# 2000 altima ac problem



## bdgf2004 (Jul 30, 2011)

we bought the car used about 1.5 years ago and the previous owners informed us that when it is very hot outside the ac blows warm air but when it's cooler outside the ac blew very nice cold air. at the time of purchase it felt great but as the season changed and it warmed up a bit sure enough the ac started blowing hot. thanks to this site i narrowed it down to the thermister, so i replaced it and instantly the ac was perfect. it worked great for about a year but recently it quit cooling at lower rpm's and would only be ok at highway speeds. well i've done quite a bit of reading now and i believe the compressor is shot. today my girlfriend said when she left work the car started running funny (she described a strain on the engine), shuttering and squealing when ac on only. so i opened the hood cranked the car with ac off and had her turn it on. the car did idle up ~100 rpm's so i placed my hand on the suction line and it was fairly warm so i told her to accelerate to ~1500 rpm's and when she let off the gas the car stalled. i told her not to turn on the ac again. i removed the compressor belt and attempted to rotate the compressor staft by hand but was not able to. the clutch pully turned freely but the compressor wouldn't budge. i don't know how hard they are supposed to be but this thing is tight and i noticed blue discoloration on the clutch pully in certain areas.
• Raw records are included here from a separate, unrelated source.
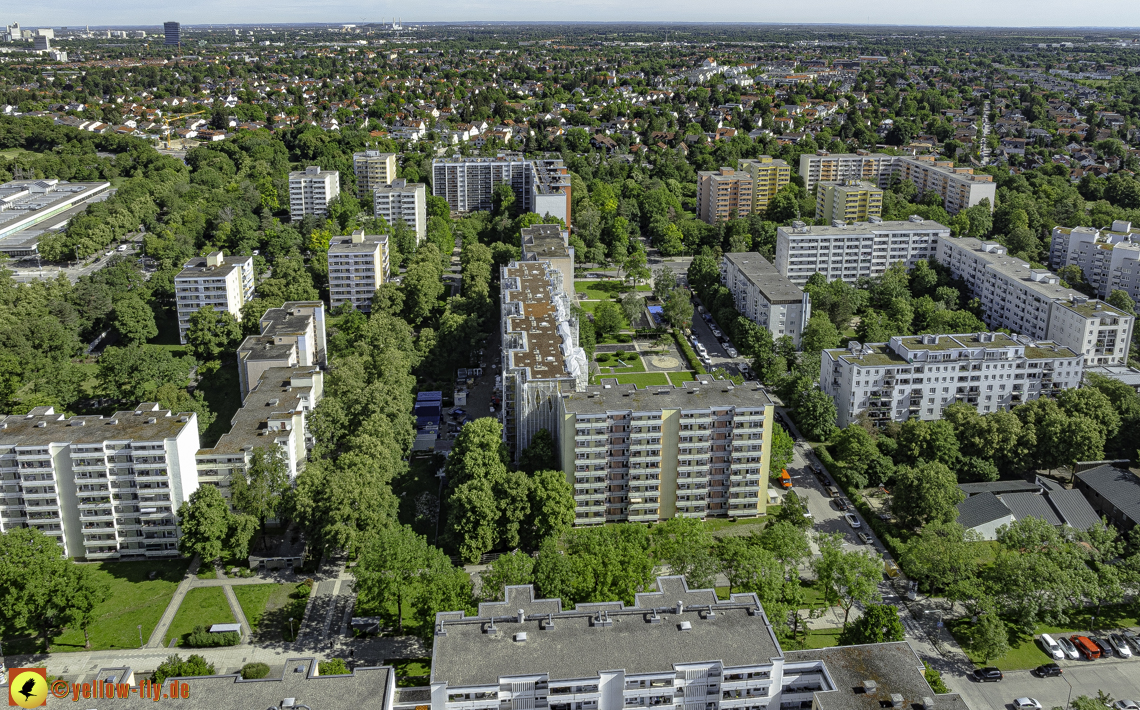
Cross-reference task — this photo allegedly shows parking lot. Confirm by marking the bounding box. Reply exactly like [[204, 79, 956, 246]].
[[943, 658, 1140, 710]]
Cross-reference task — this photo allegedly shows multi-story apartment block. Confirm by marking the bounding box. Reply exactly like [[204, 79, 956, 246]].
[[815, 180, 882, 225], [697, 168, 752, 225], [174, 252, 253, 345], [373, 179, 428, 244], [237, 301, 328, 402], [500, 261, 589, 458], [555, 375, 774, 525], [352, 150, 396, 199], [520, 225, 575, 296], [195, 366, 324, 499], [1049, 220, 1140, 301], [720, 252, 812, 348], [775, 217, 950, 286], [736, 155, 791, 214], [937, 237, 1135, 365], [428, 577, 967, 710], [328, 229, 390, 312], [799, 150, 897, 193], [0, 402, 198, 560], [288, 165, 341, 222], [799, 150, 998, 214], [432, 152, 570, 227], [820, 333, 1084, 426]]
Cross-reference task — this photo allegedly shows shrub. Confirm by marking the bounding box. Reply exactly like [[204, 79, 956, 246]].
[[242, 663, 269, 680], [182, 623, 242, 648]]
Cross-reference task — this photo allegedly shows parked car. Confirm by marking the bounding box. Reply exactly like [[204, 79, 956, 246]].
[[1069, 636, 1100, 661], [1037, 634, 1065, 661], [1089, 636, 1113, 659], [1108, 634, 1132, 659], [1057, 636, 1081, 661], [974, 666, 1005, 683]]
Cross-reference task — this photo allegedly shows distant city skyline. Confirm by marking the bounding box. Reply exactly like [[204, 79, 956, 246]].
[[5, 0, 1140, 32]]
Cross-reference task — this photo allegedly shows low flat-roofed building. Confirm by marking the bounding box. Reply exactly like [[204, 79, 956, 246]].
[[499, 261, 589, 458], [720, 252, 812, 348], [0, 178, 111, 259], [555, 375, 775, 525]]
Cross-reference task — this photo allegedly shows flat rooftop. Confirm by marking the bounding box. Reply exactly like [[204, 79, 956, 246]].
[[724, 252, 804, 303], [562, 375, 772, 414], [431, 577, 783, 687]]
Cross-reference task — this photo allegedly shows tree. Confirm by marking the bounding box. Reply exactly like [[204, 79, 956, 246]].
[[230, 444, 290, 542], [479, 550, 535, 602], [115, 294, 158, 343], [967, 612, 1009, 663], [178, 484, 230, 564], [186, 305, 242, 362], [519, 429, 559, 474], [890, 462, 966, 530], [652, 517, 719, 589], [795, 387, 837, 441], [63, 563, 111, 648], [839, 604, 906, 646], [594, 301, 624, 335], [352, 525, 431, 635]]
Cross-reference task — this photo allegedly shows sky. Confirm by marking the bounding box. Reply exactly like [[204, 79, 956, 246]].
[[0, 0, 1140, 30]]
1-stopped cooling at low rpm
2-made engine shutter, squealed
3-made engine stall
4-signs of heat on clutch pully
5-can not rotate compressor by hand

we live in texas 100+ f, very humid.

my dad used to own a succesful residential ac service business and i worked with him for many of my younger years, so i'm by far not an expert but i know the basics. i will be purchasing a set of yellow jacket gauges and a vacuum pump (hopefully used). 
as of now i have no idea of the pressures or if the r134a is still good or burnt but i am pretty convinced that the compressor has failed. if there is refrigerant still in the system i will probably pay to have that evacuated. 

oreilly has 

refurb. compressor $260
expansion valve $30
condenser coil $126 (if needed)
32oz can ac flush $13 (quantity ?)
14oz can r134a $20
i need to find out what oil
i also want an in-line filter but am unsure of which one.
is there somewhere i could find an o-ring set because if i break loose all the fittings to repair and clean i'm sure 1 or more will get damaged?
i will do my best to be very close attention when flushing the system. how many cans of flush should i expect to use? i belive the system should hold 1.5-1.75lb r134a (2-14oz cans) not yet sure on the oil.


am i missing anything

if by some miracle i have misdiagnosed the problem what else could it be?

thank ya'll very much


----------



## bdgf2004 (Jul 30, 2011)

i found that oreilly sales an ac seal kit so i guess i will need that.
and i believe i need pag 46 oil. can anyone confirm this?


----------